We are made in the image of God.
It’s the core of understanding our status as new creations.
That doesn’t mean God has two arms, two legs, and suffers from allergies in the spring.
Or that He needs to bathe regularly to keep from stinking.
Or that He has a face with eyes, nose, mouth, and ears that stick out a little too far from His head.
Bearing God’s image doesn’t mean we physically look like Him.
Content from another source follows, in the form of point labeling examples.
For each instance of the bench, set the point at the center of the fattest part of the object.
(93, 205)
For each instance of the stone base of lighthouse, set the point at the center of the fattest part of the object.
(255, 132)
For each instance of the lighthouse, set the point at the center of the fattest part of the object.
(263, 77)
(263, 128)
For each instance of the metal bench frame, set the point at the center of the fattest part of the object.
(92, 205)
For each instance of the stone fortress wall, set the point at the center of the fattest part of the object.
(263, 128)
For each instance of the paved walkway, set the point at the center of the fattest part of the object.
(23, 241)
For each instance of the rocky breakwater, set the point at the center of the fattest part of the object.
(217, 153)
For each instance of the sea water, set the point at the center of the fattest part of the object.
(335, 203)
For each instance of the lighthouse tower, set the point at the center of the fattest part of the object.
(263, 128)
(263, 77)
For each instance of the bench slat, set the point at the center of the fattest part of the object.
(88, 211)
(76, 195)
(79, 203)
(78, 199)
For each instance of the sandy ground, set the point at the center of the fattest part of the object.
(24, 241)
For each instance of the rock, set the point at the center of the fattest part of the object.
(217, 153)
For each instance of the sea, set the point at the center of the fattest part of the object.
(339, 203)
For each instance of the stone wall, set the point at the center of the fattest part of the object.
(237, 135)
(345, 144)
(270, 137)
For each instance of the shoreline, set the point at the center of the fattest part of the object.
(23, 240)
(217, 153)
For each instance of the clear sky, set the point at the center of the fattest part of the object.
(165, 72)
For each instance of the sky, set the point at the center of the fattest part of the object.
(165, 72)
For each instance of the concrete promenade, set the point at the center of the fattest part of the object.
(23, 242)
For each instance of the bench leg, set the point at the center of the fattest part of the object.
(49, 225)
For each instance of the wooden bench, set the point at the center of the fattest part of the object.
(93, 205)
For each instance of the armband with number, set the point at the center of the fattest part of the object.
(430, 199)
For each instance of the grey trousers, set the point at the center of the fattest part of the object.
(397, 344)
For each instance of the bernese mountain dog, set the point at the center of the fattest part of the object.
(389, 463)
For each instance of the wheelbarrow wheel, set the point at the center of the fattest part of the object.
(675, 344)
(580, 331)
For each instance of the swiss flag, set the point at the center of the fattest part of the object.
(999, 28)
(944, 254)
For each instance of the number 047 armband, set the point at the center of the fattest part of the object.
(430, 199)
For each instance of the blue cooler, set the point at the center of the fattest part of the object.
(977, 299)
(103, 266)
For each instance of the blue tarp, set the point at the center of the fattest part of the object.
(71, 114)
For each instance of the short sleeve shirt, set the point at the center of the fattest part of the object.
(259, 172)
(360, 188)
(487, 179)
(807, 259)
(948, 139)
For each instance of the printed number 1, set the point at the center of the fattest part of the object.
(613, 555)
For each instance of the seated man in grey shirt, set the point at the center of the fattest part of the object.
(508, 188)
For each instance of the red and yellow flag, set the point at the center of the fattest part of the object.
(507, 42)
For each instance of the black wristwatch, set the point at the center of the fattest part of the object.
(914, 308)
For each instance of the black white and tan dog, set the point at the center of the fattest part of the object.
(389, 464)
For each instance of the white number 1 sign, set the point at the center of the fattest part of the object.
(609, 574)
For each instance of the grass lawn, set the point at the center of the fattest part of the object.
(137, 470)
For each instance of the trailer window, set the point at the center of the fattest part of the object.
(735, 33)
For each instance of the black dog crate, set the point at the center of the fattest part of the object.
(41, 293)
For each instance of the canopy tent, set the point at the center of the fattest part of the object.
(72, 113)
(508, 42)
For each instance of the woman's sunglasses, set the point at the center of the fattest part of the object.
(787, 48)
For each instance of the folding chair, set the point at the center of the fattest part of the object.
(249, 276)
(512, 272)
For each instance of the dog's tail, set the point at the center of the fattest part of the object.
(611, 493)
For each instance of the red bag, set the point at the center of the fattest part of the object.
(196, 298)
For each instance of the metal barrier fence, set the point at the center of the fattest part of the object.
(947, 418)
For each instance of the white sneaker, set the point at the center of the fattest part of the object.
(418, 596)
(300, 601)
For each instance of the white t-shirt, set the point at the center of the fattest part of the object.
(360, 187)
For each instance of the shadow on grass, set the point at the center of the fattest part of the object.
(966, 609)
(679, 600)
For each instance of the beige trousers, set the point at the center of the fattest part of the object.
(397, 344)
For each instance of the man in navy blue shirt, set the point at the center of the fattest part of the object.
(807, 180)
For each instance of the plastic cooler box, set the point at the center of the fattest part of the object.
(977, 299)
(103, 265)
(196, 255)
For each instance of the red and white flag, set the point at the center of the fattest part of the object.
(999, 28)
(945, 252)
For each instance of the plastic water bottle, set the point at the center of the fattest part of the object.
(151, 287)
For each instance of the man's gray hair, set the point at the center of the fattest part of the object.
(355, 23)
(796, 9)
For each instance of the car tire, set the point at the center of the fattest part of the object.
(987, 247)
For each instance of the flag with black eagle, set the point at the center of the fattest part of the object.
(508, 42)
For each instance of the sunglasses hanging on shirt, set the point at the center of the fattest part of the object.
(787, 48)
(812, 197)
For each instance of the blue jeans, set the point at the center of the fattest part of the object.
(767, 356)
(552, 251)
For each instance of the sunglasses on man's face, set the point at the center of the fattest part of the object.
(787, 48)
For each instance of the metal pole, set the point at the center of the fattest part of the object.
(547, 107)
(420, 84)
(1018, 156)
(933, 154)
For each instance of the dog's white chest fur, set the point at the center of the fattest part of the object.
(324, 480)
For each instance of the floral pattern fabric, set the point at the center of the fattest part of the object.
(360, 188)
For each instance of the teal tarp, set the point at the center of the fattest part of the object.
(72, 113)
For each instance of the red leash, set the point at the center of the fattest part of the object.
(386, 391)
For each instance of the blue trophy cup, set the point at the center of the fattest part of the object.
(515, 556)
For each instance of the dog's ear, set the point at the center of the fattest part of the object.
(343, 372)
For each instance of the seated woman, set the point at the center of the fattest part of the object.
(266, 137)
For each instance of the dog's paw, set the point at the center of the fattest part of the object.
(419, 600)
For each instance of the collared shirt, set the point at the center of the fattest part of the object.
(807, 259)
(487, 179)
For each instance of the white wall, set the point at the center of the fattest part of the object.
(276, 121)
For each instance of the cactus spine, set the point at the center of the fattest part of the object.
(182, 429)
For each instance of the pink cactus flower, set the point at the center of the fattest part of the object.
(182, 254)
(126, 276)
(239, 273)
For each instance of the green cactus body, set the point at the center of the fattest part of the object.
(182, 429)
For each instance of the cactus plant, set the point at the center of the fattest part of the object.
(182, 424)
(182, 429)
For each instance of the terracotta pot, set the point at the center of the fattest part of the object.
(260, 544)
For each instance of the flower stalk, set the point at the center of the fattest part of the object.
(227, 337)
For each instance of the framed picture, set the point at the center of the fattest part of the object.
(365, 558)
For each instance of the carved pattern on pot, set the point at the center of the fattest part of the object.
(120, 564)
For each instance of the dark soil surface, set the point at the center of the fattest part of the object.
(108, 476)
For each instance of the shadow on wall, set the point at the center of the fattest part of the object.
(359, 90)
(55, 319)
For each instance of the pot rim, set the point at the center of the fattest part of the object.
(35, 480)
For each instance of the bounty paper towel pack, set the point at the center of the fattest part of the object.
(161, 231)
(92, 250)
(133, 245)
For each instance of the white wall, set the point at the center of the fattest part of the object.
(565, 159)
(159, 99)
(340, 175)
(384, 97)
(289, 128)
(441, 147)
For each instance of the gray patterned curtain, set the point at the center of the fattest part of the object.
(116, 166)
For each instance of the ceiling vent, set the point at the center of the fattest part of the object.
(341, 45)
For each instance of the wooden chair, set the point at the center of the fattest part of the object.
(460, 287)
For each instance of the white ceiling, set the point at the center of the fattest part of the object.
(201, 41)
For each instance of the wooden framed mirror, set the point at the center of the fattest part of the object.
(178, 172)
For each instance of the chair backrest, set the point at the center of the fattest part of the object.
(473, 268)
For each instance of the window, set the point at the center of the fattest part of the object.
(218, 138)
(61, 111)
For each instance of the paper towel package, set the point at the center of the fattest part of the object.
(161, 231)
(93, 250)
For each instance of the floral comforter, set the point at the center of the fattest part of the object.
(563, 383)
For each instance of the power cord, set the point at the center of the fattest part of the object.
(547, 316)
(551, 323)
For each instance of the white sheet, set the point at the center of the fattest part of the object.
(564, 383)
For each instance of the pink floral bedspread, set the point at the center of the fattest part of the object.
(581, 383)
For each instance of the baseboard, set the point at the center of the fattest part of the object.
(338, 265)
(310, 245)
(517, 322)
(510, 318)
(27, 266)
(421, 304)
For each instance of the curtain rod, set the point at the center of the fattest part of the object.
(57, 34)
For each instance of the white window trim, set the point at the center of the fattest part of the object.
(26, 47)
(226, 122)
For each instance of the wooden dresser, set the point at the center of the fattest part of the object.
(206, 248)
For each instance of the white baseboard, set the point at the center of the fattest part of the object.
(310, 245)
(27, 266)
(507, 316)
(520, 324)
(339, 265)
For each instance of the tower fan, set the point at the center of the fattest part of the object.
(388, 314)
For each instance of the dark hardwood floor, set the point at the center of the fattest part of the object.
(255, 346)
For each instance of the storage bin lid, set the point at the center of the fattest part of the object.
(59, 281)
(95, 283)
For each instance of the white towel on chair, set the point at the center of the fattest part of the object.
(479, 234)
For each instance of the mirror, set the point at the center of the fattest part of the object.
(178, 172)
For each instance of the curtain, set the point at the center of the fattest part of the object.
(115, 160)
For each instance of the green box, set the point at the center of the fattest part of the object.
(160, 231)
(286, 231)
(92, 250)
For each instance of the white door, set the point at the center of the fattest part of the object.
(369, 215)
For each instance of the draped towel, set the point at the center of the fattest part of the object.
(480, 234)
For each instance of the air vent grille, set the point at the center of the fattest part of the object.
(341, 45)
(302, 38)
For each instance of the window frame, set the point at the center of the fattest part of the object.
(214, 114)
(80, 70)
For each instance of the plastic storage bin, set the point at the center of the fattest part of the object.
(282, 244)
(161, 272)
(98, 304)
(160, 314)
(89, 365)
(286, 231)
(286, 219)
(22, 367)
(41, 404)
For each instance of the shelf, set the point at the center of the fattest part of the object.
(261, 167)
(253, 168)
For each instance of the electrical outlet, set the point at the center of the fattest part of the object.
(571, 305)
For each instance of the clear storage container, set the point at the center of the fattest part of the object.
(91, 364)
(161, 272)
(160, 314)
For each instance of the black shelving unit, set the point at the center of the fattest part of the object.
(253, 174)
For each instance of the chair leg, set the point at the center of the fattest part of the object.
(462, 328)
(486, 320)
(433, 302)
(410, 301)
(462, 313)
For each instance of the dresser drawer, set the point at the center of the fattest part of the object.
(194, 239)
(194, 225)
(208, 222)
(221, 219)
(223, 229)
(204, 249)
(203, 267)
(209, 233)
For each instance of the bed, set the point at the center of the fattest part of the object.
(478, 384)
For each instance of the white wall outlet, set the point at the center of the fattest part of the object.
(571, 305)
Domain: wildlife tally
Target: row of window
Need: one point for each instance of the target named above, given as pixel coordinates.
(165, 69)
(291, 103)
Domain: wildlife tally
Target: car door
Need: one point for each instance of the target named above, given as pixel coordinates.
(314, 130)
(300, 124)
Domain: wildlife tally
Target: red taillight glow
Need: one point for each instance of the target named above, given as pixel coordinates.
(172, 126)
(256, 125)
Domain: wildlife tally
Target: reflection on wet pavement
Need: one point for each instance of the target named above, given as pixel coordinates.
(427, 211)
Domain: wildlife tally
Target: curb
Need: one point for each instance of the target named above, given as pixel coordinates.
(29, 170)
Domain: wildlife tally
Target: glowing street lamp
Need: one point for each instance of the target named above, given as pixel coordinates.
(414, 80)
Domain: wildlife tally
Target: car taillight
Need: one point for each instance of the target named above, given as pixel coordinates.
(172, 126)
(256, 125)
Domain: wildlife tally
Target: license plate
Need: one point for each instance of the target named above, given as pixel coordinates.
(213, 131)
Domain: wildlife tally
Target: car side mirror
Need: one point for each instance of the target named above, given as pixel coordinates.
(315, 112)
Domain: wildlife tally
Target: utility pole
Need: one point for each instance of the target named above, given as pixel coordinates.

It goes much deeper than that.
The Hebrew language, constituting much of the Old Testament, contains three words describing how we are made in the image of God:
At our very core, we find ruwach – the Spirit of God. This is the same Spirit that hovered over the waters at creation. It’s the same Spirit God breathed into man in Genesis 2 to make him a living being. Ruwach is God’s spirit, his force, the essence of his power that He places in each and every one of us.
On top of ruwach, we find our neshama. This is the part of us that other people experience. It carries the soul of God, and where we experience joy, pain, excitement, anger, fear, happiness, sadness. Neshama is our emotions, our feelings, those aspects of our soul that interact with others.
The outer-most part of our being is our nephesh. This is the part of us that is most easily seen by others. It’s our physical self, our personality, how we react to the experiences around us. Nephesh is what we see when we look around a room of other people.
All three parts of who we are, ruwach, neshama, and nephesh, bear the image of God.
We carry His spirit.
Bear the root DNA of His soul.
And reflect His essential being.
It’s why we have the capacity to do good.
Are moved when we see suffering.
And experience both good and bad emotions.
We are created in the image of God.
Your neighbor, friend, family members are made in the image of God.
They bully down the street is made in the image of God.
The prostitute, drug addict, thief, are all made in the image of God.
We just don’t always live out that image.
When we understand the image we carry, when we fully recognize our core being reflects our Creator, it changes how we see ourselves.
So, my brothers and sisters, as you wrestle with your identity as a new creation, may you be reminded in whose image you were made. May you begin to see the fingerprints of God all throughout your being. And may you, as you see yourself for who God made you, begin to understand what it means that you are made to bear God’s image.
How do you bear the image of God in your life?